第4話

 放課後。

 私としろちゃんは教室にいた。

 みんなは帰ったり、部活があったりで教室にはほとんど人が居ない。帰宅部である私達もいつもは帰っている時間だ。

 教室に残っていたのには理由があった。

 私はしろちゃんを眺める。

 彼女は手紙を読んでいた。ついさっき隣のクラスの男の子にラブレターをもらったらしい。

 ――しろちゃんはモテる。

 それは前から知っていた。だからラブレターを貰うことはしょっちゅうあったし、前までは『モテて凄いなぁ……さすがしろちゃん!』くらいにしか思ってなかった。

 でも今はしろちゃんが誰かに好意を向けられるとモヤモヤとする。"誰か"にしろちゃんを取られてしまうんじゃないか……そんなことを考えては不安になってしまう。

「しろ……」

 その不安を消したくて声をかけようとするが、真剣にラブレターを読んでいるしろちゃんの姿を見て言葉は消えていく。

 彼女は難しい顔をして悩んでるようだった。その姿を見てチクリと胸が痛む。

「しろちゃん、その人と付き合うか悩んでるの?」

 聞きたくない……でも聞きたい。そんな矛盾。そして私は結局聞いてしまった。

「いいえ、誰とも付き合う気はないわ」

 その言葉を聞いてホッとする。そっか……付き合う気ないんだ。

 だけど胸の痛みが無くなることはなかった。しろちゃんは『誰とも』と言った。つまりそれは、もし私が告白しても同じ答えが返ってくるということだ。

 この恋は叶わない。そう、気づいてしまった。

「気持ちは嬉しい。でも私はその気持ちに答えられないから。どうしても相手を傷つけてしまう……だからいつもどう断ろうか悩んでしまうの」

 しろちゃんは一見、冷たい印象を受けるから誤解をされやすい。でも本当はきちんと人の事を考えてるし、実際に話してみると冷たい人間じゃないことはよく分かる。
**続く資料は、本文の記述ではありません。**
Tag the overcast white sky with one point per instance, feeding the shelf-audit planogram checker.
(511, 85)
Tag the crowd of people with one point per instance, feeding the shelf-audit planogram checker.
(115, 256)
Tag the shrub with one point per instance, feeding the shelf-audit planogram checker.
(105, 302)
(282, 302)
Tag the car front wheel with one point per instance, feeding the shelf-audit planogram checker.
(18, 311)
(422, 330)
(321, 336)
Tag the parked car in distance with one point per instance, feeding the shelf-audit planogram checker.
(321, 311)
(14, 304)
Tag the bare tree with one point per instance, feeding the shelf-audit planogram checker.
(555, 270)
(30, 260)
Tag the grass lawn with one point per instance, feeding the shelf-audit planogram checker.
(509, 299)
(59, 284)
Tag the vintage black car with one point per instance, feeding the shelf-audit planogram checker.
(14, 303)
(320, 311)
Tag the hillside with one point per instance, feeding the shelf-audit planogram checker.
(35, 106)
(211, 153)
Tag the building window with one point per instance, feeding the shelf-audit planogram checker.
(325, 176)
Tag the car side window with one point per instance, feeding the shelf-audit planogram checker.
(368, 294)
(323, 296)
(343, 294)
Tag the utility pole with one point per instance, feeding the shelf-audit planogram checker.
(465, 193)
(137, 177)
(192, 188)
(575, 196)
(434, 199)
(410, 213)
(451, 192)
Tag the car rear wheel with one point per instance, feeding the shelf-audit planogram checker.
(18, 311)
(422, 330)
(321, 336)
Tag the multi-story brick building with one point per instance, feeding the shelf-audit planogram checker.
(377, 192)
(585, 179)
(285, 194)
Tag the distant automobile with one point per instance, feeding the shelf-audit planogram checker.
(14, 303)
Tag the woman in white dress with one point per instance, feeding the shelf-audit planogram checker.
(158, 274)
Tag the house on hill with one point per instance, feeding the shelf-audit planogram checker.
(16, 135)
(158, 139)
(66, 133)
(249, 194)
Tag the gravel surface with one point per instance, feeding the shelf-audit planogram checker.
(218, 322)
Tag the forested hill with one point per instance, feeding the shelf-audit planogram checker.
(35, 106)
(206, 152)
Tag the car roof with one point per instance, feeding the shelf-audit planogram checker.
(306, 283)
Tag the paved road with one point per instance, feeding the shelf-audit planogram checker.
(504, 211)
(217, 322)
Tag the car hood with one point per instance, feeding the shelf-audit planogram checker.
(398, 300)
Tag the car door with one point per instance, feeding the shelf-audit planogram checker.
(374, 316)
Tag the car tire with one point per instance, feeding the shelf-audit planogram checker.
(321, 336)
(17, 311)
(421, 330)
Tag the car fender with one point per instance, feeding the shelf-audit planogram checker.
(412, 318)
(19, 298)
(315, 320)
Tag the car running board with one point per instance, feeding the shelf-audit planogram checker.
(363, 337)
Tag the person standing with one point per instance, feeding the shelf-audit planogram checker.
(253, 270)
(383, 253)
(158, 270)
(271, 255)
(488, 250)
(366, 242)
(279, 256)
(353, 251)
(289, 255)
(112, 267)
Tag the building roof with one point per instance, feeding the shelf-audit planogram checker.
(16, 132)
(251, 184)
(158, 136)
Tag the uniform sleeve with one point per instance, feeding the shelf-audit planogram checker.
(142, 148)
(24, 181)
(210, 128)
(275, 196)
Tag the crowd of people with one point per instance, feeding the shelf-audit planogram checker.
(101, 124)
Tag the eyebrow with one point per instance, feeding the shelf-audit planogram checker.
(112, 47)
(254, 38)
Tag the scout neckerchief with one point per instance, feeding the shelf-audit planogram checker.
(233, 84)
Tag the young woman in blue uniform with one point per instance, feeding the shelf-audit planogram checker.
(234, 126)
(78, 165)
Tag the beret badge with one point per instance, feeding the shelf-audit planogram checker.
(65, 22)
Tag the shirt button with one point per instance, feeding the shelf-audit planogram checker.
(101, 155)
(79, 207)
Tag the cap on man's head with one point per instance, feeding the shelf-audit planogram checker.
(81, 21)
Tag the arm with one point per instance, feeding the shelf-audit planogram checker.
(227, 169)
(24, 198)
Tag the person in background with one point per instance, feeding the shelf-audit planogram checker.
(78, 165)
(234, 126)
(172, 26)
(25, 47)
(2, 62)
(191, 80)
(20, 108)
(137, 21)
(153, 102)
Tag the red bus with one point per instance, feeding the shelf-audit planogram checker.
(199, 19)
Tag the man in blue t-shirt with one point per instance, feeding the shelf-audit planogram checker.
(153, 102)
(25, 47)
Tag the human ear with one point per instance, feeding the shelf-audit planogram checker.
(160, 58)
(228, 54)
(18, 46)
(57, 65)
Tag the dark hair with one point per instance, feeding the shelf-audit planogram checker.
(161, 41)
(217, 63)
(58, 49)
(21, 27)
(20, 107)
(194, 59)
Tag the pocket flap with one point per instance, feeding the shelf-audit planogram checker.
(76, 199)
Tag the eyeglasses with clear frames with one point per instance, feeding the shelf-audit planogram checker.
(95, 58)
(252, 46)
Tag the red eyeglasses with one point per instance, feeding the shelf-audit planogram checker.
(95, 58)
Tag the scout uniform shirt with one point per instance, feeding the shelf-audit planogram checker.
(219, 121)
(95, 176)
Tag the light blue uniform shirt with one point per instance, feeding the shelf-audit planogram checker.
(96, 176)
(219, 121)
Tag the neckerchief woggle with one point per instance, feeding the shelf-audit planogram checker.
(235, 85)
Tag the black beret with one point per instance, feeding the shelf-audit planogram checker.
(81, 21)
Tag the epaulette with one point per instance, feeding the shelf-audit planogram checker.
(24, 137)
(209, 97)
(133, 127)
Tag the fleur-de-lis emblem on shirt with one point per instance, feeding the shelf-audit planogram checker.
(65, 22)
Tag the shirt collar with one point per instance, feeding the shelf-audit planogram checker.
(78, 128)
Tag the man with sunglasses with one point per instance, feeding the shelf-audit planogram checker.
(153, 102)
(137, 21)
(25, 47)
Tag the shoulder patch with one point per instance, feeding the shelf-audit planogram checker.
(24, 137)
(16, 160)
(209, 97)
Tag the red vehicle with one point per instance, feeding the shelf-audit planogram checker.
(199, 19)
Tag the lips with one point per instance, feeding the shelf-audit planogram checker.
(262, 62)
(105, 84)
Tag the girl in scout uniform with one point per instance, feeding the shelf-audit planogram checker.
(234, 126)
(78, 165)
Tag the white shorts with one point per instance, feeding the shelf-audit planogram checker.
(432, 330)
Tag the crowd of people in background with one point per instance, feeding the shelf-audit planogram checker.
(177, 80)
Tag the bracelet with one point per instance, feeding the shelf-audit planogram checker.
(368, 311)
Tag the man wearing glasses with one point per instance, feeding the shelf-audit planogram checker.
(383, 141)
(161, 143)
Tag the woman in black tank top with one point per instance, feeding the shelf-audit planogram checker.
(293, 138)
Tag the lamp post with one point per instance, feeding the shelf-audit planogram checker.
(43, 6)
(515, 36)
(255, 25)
 私はしろちゃんが優しいことを知ってる。だから私が想いを伝えてしまったら、困らせてしまうだろう。

「しろちゃんは恋人作る気はないの?」

 彼女は私から視線を外して照れくさそうに答えた。

「……ええ、恋人はいらない。私はあなたと――柚音といる方が楽しいの」

 そう言われ、嬉しい感情とモヤモヤとした感情がごちゃ混ぜになる。

 モヤモヤした感情の方は見なかったことにした。

 そうじゃないと、きっと私は彼女の傍にいられなくなってしまうから。